Ancora più ristretta la rosa dei candidati maschili: Jon Snow – l’erede legittimo dei Targaryen con sangue Stark nelle vene – ha rifiutato di sposare la zia-regina che lo ama. Dovrebbe eliminarla, come immaginano molti, sospettando la sua pazzia. Ma anche questa ipotesi sembra davvero lontana dal Jon Snow ormai appagato dalla vittoria riportata sull’esercito della Notte e disinteressato dal potere. È più probabile che decida il ritiro nel profondo Nord, dove lo aspettano i suoi veri amici e il fedele metalupo. Il nano Tyrion dovrebbe dare seguito – come prevedono molti – al volere del suo amico Varys, che però non ha esitato a tradire e a far giustiziare. Oppure dovrebbe risposare Sansa, come molti auspicano. Senza contare che egli sarebbe l’ennesimo re Lannister a salire sul trono, ultimo superstite di una famiglia che ha fatto di tutto per farsi distruggere. C’è chi già paventa un governo tecnico guidato dal corvo con tre occhi, al secolo il giovane Bran Stark.
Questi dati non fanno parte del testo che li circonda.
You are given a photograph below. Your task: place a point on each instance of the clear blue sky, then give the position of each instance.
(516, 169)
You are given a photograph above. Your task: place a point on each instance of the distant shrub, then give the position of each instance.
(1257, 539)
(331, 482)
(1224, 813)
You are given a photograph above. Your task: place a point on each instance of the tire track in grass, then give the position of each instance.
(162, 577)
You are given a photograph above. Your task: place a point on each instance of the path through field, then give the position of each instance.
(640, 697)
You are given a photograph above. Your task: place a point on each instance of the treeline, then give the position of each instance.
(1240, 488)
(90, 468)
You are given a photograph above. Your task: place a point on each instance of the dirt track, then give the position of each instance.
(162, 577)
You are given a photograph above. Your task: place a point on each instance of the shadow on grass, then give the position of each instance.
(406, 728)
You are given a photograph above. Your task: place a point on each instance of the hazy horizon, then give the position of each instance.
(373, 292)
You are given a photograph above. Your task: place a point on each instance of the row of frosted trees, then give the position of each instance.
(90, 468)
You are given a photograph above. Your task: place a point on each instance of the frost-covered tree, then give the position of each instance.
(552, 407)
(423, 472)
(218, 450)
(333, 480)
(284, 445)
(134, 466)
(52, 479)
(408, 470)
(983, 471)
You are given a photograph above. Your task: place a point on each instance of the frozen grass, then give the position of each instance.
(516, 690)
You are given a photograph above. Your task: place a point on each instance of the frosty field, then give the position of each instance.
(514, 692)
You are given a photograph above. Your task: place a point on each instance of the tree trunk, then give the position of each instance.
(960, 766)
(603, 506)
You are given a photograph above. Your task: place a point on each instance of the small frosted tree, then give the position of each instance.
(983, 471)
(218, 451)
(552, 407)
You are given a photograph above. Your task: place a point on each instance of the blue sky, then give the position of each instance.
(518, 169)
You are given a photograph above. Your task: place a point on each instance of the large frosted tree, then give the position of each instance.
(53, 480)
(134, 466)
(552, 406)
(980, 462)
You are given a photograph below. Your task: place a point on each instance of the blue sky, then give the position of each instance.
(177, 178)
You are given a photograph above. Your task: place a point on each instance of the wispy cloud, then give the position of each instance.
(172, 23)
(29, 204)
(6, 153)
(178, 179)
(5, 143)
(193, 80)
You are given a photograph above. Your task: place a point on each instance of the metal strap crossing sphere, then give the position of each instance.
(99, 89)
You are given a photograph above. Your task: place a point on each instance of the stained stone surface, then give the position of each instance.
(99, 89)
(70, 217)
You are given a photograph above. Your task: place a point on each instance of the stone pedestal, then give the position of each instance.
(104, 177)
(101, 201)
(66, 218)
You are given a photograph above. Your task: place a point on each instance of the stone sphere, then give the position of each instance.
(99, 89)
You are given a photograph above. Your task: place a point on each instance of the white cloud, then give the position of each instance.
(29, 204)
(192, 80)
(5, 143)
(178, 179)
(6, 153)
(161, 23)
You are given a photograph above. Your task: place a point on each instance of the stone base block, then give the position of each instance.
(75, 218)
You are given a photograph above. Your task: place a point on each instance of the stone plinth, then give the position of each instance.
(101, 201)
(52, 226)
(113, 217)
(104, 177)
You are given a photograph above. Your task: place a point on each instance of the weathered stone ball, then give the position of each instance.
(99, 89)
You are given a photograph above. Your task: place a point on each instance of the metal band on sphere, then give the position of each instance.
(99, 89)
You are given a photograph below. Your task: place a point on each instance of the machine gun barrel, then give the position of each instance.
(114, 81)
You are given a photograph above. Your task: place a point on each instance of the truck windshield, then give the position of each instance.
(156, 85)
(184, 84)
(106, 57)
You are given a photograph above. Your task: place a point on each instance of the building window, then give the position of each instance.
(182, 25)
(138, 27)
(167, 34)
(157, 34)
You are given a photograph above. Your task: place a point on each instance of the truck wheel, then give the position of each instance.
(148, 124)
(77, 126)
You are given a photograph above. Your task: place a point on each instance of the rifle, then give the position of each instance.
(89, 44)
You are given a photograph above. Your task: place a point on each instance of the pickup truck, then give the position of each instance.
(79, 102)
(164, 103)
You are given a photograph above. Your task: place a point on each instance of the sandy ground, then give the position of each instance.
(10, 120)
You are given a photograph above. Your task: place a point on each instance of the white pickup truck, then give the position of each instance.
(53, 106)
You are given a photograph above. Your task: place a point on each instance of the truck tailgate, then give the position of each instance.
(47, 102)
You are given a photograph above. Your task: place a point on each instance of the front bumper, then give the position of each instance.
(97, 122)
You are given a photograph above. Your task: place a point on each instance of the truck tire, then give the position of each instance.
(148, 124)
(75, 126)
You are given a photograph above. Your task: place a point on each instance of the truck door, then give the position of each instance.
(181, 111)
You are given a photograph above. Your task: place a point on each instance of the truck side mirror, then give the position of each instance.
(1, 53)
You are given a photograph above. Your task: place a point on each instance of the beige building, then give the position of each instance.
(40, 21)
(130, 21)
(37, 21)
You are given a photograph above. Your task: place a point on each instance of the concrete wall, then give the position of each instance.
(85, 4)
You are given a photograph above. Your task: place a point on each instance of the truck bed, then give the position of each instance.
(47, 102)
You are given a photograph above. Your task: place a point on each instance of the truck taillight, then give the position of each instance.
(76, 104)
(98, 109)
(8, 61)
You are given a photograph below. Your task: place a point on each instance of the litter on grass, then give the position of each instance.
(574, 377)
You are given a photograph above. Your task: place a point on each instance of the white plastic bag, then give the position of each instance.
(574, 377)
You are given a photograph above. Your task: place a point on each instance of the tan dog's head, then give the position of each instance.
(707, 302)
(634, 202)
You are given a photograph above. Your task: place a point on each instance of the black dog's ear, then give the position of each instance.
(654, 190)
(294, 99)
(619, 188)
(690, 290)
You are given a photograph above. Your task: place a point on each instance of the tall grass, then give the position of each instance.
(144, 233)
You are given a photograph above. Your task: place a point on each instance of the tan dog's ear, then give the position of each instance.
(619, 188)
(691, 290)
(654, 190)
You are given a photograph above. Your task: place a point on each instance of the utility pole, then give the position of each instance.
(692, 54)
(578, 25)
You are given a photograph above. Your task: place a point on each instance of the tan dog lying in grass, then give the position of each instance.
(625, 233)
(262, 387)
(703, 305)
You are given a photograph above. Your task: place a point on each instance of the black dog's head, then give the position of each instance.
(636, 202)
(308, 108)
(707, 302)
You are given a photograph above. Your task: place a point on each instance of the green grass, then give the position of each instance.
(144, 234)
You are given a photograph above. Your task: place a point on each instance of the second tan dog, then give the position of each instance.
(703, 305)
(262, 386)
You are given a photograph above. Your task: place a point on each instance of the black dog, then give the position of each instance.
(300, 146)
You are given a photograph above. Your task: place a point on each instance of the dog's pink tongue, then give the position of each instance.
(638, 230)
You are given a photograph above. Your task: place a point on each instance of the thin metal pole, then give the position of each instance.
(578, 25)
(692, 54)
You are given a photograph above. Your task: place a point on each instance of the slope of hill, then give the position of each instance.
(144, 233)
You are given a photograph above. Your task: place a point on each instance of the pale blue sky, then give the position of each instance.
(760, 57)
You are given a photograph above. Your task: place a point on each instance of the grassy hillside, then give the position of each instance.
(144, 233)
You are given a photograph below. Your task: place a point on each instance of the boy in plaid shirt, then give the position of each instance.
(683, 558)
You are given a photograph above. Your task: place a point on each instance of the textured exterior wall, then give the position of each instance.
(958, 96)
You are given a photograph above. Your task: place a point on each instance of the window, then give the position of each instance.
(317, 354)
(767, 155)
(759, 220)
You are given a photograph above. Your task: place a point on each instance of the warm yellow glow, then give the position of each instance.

Si dà per scontato che la regina dei draghi sia nel frattempo impazzita, come accadde al padre. Daenarys è sicuramente scossa e duramente provata per tutto ciò che ha dovuto affrontare. Durante l’ultimo colloquio avuto con Jon Snow ha chiaramente detto di voler diventare una regina temuta più che amata. Ma la possibilità di un ribaltamento a sorpresa, con un improvviso colpo di scena mi sembra, a questo punto, davvero improbabile. È più ragionevole immaginare che la regina dei draghi regni da sola, con i suoi sensi di colpa e senza eredi, e che rimandi ad un futuro prossimo il momento di scegliere soluzioni di governo più democratiche. Insomma, non apparirà la fatidica scritta “e vissero tutti felici e contenti”.

Il Trono di Spade è una metafora del potere. E il potere non può essere mai sinonimo di felicità.